Figure 3. SEM images of (a) a single layer of microspheres (0.97 μm diameter) on top of photoresist; (b) AZ5214 photoresist nanoholes after microsphere removal and photoresist development; (c) high aspect-ratio cross-section of nanopatterns formed by silica spheres and AZ5214 photoresist; (d) Shipley 1805 photoresist used as negative photoresist to form nanopillars of photoresist
Using NSP technique, we could also change the size of the holes and the periodicity of the array precisely and independently. The hole diameter has been controlled with different exposure and develop time, and the lattice period by different sphere diameters. Figure 4 shows a uniform HCP array of photoresist holes with hole diameters of about 300, 500, and 700 nm and lattice periods of about 500, 1,000, 2,000, and 4,000 nm.

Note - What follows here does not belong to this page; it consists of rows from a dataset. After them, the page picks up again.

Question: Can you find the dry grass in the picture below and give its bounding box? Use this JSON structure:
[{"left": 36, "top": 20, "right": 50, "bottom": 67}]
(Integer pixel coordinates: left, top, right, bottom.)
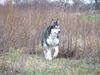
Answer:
[
  {"left": 0, "top": 5, "right": 100, "bottom": 62},
  {"left": 0, "top": 48, "right": 100, "bottom": 75}
]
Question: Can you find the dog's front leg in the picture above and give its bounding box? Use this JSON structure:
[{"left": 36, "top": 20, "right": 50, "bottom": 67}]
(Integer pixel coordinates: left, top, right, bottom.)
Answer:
[
  {"left": 53, "top": 46, "right": 59, "bottom": 58},
  {"left": 46, "top": 49, "right": 52, "bottom": 60}
]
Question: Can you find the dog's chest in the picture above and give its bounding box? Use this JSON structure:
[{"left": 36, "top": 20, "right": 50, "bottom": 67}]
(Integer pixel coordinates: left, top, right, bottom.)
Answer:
[{"left": 47, "top": 37, "right": 59, "bottom": 46}]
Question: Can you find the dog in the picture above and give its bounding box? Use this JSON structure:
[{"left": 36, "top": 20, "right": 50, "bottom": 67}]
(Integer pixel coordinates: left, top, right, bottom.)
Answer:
[{"left": 41, "top": 19, "right": 61, "bottom": 60}]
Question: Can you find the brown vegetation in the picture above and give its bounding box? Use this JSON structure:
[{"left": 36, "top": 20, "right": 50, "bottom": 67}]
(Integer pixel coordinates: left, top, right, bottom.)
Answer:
[{"left": 0, "top": 5, "right": 100, "bottom": 62}]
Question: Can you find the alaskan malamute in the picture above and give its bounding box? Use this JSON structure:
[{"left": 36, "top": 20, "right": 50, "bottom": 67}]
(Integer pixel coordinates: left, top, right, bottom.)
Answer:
[{"left": 41, "top": 19, "right": 61, "bottom": 60}]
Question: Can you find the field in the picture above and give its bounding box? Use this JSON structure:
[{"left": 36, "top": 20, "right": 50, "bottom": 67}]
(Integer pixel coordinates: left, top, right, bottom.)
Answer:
[
  {"left": 0, "top": 49, "right": 100, "bottom": 75},
  {"left": 0, "top": 5, "right": 100, "bottom": 75}
]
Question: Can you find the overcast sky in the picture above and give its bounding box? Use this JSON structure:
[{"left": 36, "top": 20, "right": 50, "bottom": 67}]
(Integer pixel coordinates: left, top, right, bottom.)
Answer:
[{"left": 0, "top": 0, "right": 95, "bottom": 5}]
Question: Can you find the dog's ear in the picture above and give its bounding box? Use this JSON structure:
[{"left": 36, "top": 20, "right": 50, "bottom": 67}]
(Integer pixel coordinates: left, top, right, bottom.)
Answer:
[
  {"left": 50, "top": 19, "right": 54, "bottom": 26},
  {"left": 56, "top": 18, "right": 59, "bottom": 25}
]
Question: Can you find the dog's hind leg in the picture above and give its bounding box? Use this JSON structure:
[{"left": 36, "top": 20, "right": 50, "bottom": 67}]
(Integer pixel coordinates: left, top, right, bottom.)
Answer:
[
  {"left": 53, "top": 46, "right": 59, "bottom": 58},
  {"left": 46, "top": 49, "right": 52, "bottom": 60}
]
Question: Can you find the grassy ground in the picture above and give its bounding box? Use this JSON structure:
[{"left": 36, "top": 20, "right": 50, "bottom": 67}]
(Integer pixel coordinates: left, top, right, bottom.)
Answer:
[{"left": 0, "top": 49, "right": 100, "bottom": 75}]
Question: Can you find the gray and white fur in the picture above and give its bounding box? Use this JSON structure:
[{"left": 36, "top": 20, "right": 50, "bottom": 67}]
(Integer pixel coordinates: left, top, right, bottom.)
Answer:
[{"left": 41, "top": 19, "right": 61, "bottom": 60}]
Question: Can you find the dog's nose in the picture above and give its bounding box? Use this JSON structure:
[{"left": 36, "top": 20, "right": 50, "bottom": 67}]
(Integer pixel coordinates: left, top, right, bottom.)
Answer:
[{"left": 58, "top": 31, "right": 60, "bottom": 33}]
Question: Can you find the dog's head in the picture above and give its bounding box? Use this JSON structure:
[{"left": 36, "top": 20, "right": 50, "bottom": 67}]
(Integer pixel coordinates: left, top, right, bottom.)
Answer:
[{"left": 50, "top": 19, "right": 61, "bottom": 36}]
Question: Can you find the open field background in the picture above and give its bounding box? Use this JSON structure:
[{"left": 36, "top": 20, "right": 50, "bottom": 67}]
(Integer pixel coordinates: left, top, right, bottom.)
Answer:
[{"left": 0, "top": 5, "right": 100, "bottom": 75}]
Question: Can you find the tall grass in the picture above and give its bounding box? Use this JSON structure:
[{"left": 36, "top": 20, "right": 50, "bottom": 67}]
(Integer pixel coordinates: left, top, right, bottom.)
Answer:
[{"left": 0, "top": 4, "right": 100, "bottom": 62}]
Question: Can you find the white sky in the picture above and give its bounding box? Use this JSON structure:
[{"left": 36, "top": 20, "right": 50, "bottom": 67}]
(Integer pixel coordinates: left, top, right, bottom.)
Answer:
[{"left": 0, "top": 0, "right": 95, "bottom": 5}]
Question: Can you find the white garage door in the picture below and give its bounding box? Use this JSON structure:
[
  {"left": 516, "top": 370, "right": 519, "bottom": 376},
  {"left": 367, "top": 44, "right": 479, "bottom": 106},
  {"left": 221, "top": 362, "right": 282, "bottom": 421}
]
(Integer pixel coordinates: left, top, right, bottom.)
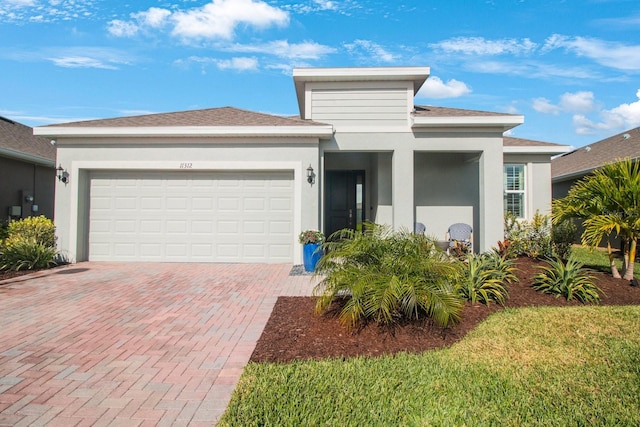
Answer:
[{"left": 89, "top": 171, "right": 294, "bottom": 263}]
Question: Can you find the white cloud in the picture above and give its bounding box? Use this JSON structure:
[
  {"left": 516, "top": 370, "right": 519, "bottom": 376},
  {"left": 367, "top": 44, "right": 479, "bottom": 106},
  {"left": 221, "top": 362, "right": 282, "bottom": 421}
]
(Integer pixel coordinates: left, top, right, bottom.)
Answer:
[
  {"left": 2, "top": 0, "right": 37, "bottom": 7},
  {"left": 573, "top": 89, "right": 640, "bottom": 135},
  {"left": 175, "top": 56, "right": 258, "bottom": 72},
  {"left": 47, "top": 56, "right": 117, "bottom": 70},
  {"left": 0, "top": 0, "right": 96, "bottom": 23},
  {"left": 42, "top": 46, "right": 133, "bottom": 70},
  {"left": 216, "top": 58, "right": 258, "bottom": 71},
  {"left": 132, "top": 7, "right": 171, "bottom": 28},
  {"left": 107, "top": 19, "right": 139, "bottom": 37},
  {"left": 418, "top": 76, "right": 471, "bottom": 98},
  {"left": 221, "top": 40, "right": 336, "bottom": 59},
  {"left": 543, "top": 34, "right": 640, "bottom": 71},
  {"left": 531, "top": 91, "right": 595, "bottom": 115},
  {"left": 107, "top": 0, "right": 289, "bottom": 41},
  {"left": 313, "top": 0, "right": 338, "bottom": 10},
  {"left": 560, "top": 92, "right": 594, "bottom": 113},
  {"left": 174, "top": 56, "right": 259, "bottom": 73},
  {"left": 171, "top": 0, "right": 289, "bottom": 39},
  {"left": 429, "top": 37, "right": 538, "bottom": 56},
  {"left": 344, "top": 40, "right": 397, "bottom": 63},
  {"left": 532, "top": 98, "right": 560, "bottom": 115}
]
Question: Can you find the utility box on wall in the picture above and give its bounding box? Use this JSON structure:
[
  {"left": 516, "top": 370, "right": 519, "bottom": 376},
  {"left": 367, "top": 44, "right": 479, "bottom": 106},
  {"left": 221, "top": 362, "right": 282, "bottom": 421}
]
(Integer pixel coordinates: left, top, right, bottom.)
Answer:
[{"left": 9, "top": 206, "right": 22, "bottom": 218}]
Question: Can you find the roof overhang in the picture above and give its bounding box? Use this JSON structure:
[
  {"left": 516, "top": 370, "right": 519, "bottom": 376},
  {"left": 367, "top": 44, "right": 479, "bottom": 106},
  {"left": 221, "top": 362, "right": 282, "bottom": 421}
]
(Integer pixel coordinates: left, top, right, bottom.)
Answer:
[
  {"left": 551, "top": 157, "right": 640, "bottom": 182},
  {"left": 411, "top": 115, "right": 524, "bottom": 132},
  {"left": 502, "top": 145, "right": 571, "bottom": 156},
  {"left": 293, "top": 67, "right": 431, "bottom": 117},
  {"left": 0, "top": 147, "right": 56, "bottom": 167},
  {"left": 33, "top": 125, "right": 333, "bottom": 139}
]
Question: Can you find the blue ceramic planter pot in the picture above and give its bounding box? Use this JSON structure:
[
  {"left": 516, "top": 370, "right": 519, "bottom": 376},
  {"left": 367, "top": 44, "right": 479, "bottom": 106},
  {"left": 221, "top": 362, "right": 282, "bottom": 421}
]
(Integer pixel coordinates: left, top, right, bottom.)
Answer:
[{"left": 302, "top": 243, "right": 322, "bottom": 272}]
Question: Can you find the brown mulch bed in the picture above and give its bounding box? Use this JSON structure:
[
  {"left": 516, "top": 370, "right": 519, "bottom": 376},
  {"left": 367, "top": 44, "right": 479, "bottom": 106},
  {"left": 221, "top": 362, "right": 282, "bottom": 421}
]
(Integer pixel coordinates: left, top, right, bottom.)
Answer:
[{"left": 251, "top": 258, "right": 640, "bottom": 362}]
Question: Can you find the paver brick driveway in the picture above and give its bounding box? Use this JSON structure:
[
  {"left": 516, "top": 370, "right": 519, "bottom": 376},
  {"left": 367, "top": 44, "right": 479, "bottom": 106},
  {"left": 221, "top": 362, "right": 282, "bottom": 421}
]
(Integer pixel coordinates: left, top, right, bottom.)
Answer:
[{"left": 0, "top": 262, "right": 313, "bottom": 426}]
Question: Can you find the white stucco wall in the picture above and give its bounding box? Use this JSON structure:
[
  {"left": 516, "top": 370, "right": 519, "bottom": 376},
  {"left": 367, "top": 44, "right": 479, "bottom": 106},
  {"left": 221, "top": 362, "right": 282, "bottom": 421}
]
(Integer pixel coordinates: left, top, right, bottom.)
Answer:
[{"left": 55, "top": 138, "right": 320, "bottom": 264}]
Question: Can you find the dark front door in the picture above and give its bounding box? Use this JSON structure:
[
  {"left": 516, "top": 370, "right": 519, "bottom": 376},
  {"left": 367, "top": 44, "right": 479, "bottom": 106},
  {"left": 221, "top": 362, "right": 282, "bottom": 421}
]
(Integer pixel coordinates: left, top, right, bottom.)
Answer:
[{"left": 324, "top": 171, "right": 364, "bottom": 236}]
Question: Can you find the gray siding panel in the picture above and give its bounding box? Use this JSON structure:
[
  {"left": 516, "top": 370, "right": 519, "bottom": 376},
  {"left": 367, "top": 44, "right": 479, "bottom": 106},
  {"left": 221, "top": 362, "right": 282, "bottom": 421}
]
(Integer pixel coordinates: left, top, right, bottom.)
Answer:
[{"left": 311, "top": 87, "right": 408, "bottom": 126}]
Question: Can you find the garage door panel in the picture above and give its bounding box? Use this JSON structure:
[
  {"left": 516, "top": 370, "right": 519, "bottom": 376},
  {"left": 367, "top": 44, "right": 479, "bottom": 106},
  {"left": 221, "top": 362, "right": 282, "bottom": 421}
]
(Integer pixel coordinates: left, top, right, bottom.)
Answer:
[{"left": 89, "top": 172, "right": 294, "bottom": 262}]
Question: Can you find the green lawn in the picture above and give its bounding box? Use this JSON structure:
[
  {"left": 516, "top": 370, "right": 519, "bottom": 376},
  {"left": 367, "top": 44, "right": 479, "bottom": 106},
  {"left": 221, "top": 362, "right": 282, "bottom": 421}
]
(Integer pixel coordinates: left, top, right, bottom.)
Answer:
[{"left": 220, "top": 306, "right": 640, "bottom": 426}]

Figure 4. SEM images of uniform HCP arrays of nanoholes with controlled different hole's diameters and periods in the photoresist
As one application of the technique, we successfully produced a large area of highly uniform hexagonally packed gold nanoposts and nanoholes in gold thin film using the uniform HCP nanoholes and nanopillars of photoresist for lift-off process, as shown in Fig. 5a and b. These metal nanoposts and nanoholes can be potentially applied into photonic crystals, and also for further processing using as metal masks.
Figure 5. SEM images of (a) a gold nanostructure with a thickness of 70 nm by lift-off process with 5 nm Cr as the adhesion layer; (b) gold nanoholes with a thickness of 100 nm by lift-off process with 5 nm Ti as the adhesion layer
We have demonstrated a novel maskless and self-aligned sub-wavelength photolithography technique for forming highly uniform arrays of nanoholes and nanopillars. The technique utilizes the self-assembled property of micro- and nanospheres and applies them into the maturely developed photolithography system. It is simple, fast, economical, and compatible with current photolithography sources and photoresists, and hence it can be alternatively applied into some areas.